Monday, Jan. 05, 1987
Success
By Tom Callahan
Maybe the success story of the year came out of the horror of the football season: a death by cocaine. On June 27, the free safety of the Cleveland Browns, Don Rogers, died at 23. In the first assembly of training camp, Coach Marty Schottenheimer observed simply, "Life is a fragile thing," and charged each player with applying the lesson "in his own way." No one noticed at the time, but the Browns set about becoming a team.
Already the stuff of a pretty good team had been gathered by Ernie Accorsi, the general manager since 1984, when Schottenheimer replaced Sam Rutigliano eight games and seven losses into another sad season. Rutigliano's locker-room slogans had grown tinny; Schottenheimer had them removed. A bespectacled and thoughtful sort of 43, he favors the English major he once was at Pitt more than the linebacker he tried to be in Buffalo. As Accorsi is inclined to credit Schottenheimer, the coach is given to praising his assistants.

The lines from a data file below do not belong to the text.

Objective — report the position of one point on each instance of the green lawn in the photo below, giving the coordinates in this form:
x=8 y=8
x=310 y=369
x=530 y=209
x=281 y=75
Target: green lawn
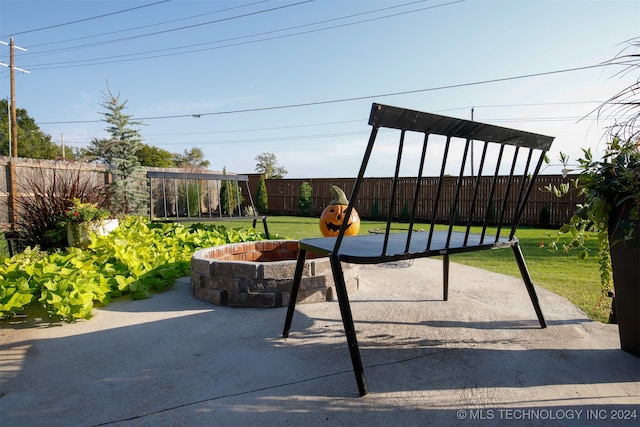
x=577 y=280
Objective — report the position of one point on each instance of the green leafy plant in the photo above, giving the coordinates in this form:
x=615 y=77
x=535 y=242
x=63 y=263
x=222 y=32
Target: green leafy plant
x=44 y=198
x=190 y=197
x=136 y=259
x=610 y=185
x=606 y=184
x=84 y=212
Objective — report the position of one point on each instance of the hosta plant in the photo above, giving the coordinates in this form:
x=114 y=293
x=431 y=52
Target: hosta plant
x=136 y=259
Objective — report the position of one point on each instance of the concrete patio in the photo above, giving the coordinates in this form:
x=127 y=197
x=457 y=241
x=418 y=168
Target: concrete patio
x=172 y=360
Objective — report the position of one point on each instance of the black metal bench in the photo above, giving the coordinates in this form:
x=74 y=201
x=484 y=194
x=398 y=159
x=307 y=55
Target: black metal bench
x=482 y=213
x=196 y=196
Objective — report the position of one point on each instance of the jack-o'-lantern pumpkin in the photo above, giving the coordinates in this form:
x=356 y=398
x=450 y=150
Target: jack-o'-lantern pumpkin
x=334 y=215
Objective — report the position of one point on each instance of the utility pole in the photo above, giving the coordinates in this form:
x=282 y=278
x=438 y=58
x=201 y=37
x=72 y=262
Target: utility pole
x=13 y=188
x=12 y=78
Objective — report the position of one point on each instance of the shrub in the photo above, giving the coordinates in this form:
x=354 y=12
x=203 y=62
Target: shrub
x=44 y=199
x=137 y=258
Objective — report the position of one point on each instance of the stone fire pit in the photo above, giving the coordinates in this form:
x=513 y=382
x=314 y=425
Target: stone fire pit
x=260 y=274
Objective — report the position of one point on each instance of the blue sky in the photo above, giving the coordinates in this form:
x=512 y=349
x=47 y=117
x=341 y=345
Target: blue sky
x=215 y=58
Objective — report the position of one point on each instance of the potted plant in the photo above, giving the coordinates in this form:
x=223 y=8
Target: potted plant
x=84 y=218
x=611 y=189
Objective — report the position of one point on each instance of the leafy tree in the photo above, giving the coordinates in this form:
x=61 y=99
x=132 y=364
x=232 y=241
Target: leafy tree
x=193 y=158
x=268 y=166
x=262 y=198
x=32 y=142
x=230 y=191
x=151 y=156
x=119 y=152
x=305 y=198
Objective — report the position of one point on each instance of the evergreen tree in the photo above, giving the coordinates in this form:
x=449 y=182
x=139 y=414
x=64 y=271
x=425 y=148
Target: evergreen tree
x=228 y=195
x=268 y=166
x=262 y=198
x=128 y=190
x=305 y=199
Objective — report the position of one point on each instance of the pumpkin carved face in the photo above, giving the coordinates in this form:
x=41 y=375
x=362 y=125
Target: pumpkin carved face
x=334 y=215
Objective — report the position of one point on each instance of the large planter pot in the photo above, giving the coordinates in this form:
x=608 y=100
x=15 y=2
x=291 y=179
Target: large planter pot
x=625 y=263
x=79 y=234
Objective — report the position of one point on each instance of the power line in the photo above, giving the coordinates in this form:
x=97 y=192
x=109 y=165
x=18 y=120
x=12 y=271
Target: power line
x=150 y=25
x=357 y=98
x=114 y=58
x=178 y=28
x=89 y=19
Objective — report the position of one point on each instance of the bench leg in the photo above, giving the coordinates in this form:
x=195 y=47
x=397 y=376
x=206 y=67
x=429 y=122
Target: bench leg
x=297 y=278
x=347 y=321
x=445 y=277
x=524 y=271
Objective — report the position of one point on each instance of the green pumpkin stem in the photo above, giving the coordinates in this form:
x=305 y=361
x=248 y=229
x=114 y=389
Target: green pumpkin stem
x=339 y=198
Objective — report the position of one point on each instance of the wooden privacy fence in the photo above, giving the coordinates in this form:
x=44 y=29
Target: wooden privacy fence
x=201 y=196
x=542 y=209
x=19 y=175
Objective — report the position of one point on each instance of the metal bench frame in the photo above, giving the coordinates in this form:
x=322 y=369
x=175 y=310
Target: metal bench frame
x=526 y=151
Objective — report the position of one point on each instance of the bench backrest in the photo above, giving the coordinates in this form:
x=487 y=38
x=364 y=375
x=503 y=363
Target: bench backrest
x=494 y=169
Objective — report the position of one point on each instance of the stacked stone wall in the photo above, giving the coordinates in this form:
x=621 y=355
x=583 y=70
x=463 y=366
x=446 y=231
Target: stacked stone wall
x=260 y=274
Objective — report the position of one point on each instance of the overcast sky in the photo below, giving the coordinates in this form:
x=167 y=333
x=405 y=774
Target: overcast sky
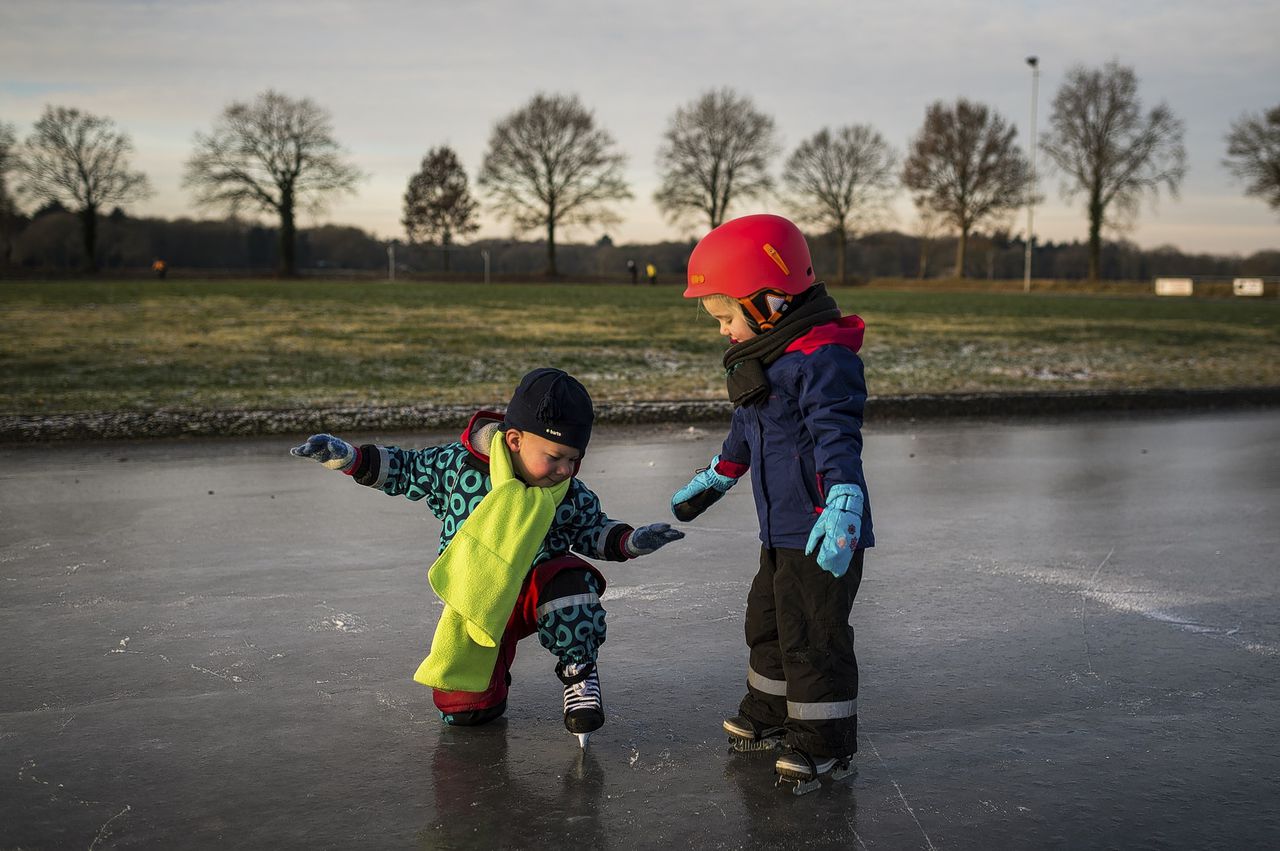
x=402 y=77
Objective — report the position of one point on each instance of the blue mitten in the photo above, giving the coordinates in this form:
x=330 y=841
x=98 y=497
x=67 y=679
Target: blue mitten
x=647 y=539
x=332 y=452
x=837 y=529
x=704 y=488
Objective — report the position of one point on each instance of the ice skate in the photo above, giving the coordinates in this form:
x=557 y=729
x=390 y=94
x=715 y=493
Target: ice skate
x=803 y=771
x=584 y=710
x=746 y=735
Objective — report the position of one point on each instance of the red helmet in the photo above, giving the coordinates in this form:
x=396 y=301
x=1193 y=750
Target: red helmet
x=746 y=255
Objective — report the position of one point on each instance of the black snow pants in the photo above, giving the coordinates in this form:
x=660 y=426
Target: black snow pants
x=803 y=672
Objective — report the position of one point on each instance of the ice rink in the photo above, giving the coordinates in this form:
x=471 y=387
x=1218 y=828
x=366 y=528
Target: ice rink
x=1068 y=636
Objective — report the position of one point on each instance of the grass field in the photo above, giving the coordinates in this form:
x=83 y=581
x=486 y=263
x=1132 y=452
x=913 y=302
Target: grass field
x=129 y=346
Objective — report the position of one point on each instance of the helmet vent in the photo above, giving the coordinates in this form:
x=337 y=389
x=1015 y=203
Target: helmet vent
x=776 y=257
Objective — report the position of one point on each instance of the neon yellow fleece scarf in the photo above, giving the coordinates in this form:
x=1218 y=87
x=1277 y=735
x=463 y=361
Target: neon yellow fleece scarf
x=480 y=572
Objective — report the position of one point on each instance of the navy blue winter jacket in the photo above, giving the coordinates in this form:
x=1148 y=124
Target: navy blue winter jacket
x=807 y=437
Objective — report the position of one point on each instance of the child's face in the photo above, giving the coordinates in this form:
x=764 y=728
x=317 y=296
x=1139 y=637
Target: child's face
x=731 y=319
x=540 y=462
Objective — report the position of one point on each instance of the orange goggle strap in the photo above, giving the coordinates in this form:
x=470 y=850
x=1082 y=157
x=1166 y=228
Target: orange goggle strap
x=764 y=309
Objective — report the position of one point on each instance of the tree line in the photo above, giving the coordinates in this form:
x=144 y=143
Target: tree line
x=213 y=247
x=549 y=167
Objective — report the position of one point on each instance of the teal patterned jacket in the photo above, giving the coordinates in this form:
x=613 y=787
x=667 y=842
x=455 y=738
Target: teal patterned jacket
x=453 y=477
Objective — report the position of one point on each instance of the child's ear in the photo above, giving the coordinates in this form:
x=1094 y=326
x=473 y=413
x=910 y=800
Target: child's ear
x=512 y=438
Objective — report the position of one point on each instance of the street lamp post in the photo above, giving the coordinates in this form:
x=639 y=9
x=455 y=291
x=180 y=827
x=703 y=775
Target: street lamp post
x=1031 y=196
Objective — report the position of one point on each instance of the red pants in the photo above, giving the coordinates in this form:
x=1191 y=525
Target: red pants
x=522 y=622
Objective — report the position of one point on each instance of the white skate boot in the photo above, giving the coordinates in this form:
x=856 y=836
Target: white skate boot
x=803 y=771
x=746 y=735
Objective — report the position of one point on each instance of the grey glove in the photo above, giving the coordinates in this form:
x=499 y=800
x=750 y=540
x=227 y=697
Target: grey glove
x=648 y=539
x=332 y=452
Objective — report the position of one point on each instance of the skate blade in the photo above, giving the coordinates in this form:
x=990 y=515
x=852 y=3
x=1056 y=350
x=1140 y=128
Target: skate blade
x=799 y=786
x=753 y=746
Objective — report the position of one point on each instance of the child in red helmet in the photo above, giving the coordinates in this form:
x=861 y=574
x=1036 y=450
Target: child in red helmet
x=798 y=390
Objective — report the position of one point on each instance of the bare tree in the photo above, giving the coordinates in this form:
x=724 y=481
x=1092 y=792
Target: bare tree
x=1106 y=147
x=716 y=150
x=1253 y=154
x=82 y=161
x=274 y=154
x=438 y=204
x=928 y=225
x=549 y=165
x=841 y=181
x=8 y=206
x=967 y=167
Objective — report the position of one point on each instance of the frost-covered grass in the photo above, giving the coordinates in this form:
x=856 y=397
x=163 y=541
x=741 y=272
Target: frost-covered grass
x=95 y=346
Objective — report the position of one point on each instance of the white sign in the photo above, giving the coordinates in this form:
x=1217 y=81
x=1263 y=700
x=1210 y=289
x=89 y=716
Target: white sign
x=1247 y=286
x=1173 y=286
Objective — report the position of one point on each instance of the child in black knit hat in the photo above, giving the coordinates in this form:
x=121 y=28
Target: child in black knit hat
x=513 y=475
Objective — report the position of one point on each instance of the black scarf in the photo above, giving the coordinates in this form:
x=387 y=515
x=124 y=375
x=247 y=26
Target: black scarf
x=745 y=361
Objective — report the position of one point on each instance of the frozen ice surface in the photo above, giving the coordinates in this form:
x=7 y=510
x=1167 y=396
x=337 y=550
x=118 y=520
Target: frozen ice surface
x=1068 y=639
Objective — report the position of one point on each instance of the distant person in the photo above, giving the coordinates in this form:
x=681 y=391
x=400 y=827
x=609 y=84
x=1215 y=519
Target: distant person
x=798 y=392
x=512 y=509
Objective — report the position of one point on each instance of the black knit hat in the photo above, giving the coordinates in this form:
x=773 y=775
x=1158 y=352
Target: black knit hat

The Browns finished '84 well, and the following year an amazing event occurred. A brilliant quarterback evaded the draft by his own scholarship (an early graduate) and picked his spot in the N.F.L.: Cleveland. KOSAR WANTS TO COME HOME blared the old-style headline. The city beamed.
Although 6-ft. 5-in. tall, Bernie Kosar of Youngstown, Ohio, and Miami, Fla., was still only 21. To give Kosar time, Veteran Gary Danielson was acquired from Detroit, but in the fifth game last season Danielson fell. By then, he knew his understudy's talent. "I'll either be out two weeks," he predicted, "or 15 years."
Cleveland's defensive secondary was similarly gifted but vain. Cornerbacks Hanford Dixon and Frank Minnifield barked like dogs at their own great plays. Bones began to fly out of the grandstands, and a wooden doghouse became a bleacher fixture (until one Sunday a security guard noticed it took more fans to carry it in than out, and investigating, found a keg of beer inside). After last January's narrow play-off loss in Miami, the 8-8 Browns were plainly getting better but were still 17 years between postseason victories.
"Then Donnie died," says Chris Rockins, Rogers' best friend and replacement at free safety. "Hanford settled down, became quiet and purposeful ((and all-Pro)). We all did. Some put Donnie's number, 20, on a wristband, others on a shoe or a glove. But we all drew strength in our own way, came together and maybe just grew up. His picture is in the lounge, and sometimes I come in and catch guys just looking at it."
Winning twelve of 16 games this season, the most in the modern history of the franchise, Cleveland has the brightest record in the American Football % Conference and the biggest head of steam. However far the Browns go in the play-offs, they will not have to leave town. "The main thing with our team," Kosar says, "is that we are a team."
Neither the offense nor the defense is ranked with the league's elite. No rusher, not even Kevin Mack, stands among the top 20. No receiver is in the top 30. But it is a team that does not hurt itself much anymore. Of the 531 passes Kosar has attempted, just ten have been intercepted.
In place of the empty slogans and insincere legends that used to clutter the clubhouse walls, a small portrait of the Super Bowl trophy was mounted this year in the entranceway. Two weeks ago, after they defeated the Bengals in Cincinnati, 34-3, the Browns players came into work and stopped. It was the same picture, except for one thing. It had grown to the size of a billboard.